The department says it will save $450 million after Blue Cross, HealthPartners and Medica won the bulk of the new contracts, but it was challenged by UCare, the biggest loser in the competitive bidding process.

The company was the biggest public health plan provider in Minnesota with 370,000 customers across the state, but was awarded zero contracts following the bidding process and as a result cut 245 jobs in October.

Now the preliminary results of a probe into the bidding process carried out by the Office of the Legislative Auditor has found the state followed the correct procedures when awarding the contracts.

"We concluded that DHS followed existing legal standards for scoring competitive bids and accurately calculated the total bid scores and top rankings of the proposals that were submitted," it wrote.

The DHS said UCare's bid didn't prove to offer the same value to the state as other companies when the quality of care and services they were offering was measured up against the cost.

Changes needed for county-based health providers

But the Office of the Legislative Auditor did concede the state had made a mistake in taking contracts away from South Country Health Alliance, which at the end of process was left with just a single county in which it could provide public health contracts.

South Country is a "county-based" healthcare provider, run by a group of 12 Minnesota counties including Goodhue, Todd, Wabasha and Waseca.

Following mediation, the Pioneer Press reports the DHS restored South Country as a provider in all of its original counties.

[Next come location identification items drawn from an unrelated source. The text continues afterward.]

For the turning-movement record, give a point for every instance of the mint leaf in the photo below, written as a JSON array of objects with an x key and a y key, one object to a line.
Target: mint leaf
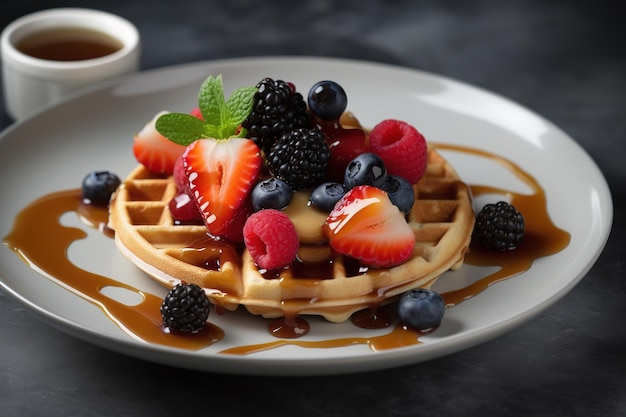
[
  {"x": 222, "y": 118},
  {"x": 180, "y": 128},
  {"x": 211, "y": 101}
]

The auditor's report said changes are needed to laws regarding county-based health providers. The newspaper says the law currently requires the DHS to seek bids for every county in the state but also needs to offer contracts to county-based programs.

"In particular, the Legislature should clarify in law requirements regarding the participation of county-based purchasing organizations in competitive bidding and counties’ authority to purchase or provide public health care," the legislative auditor wrote in a letter to lawmakers.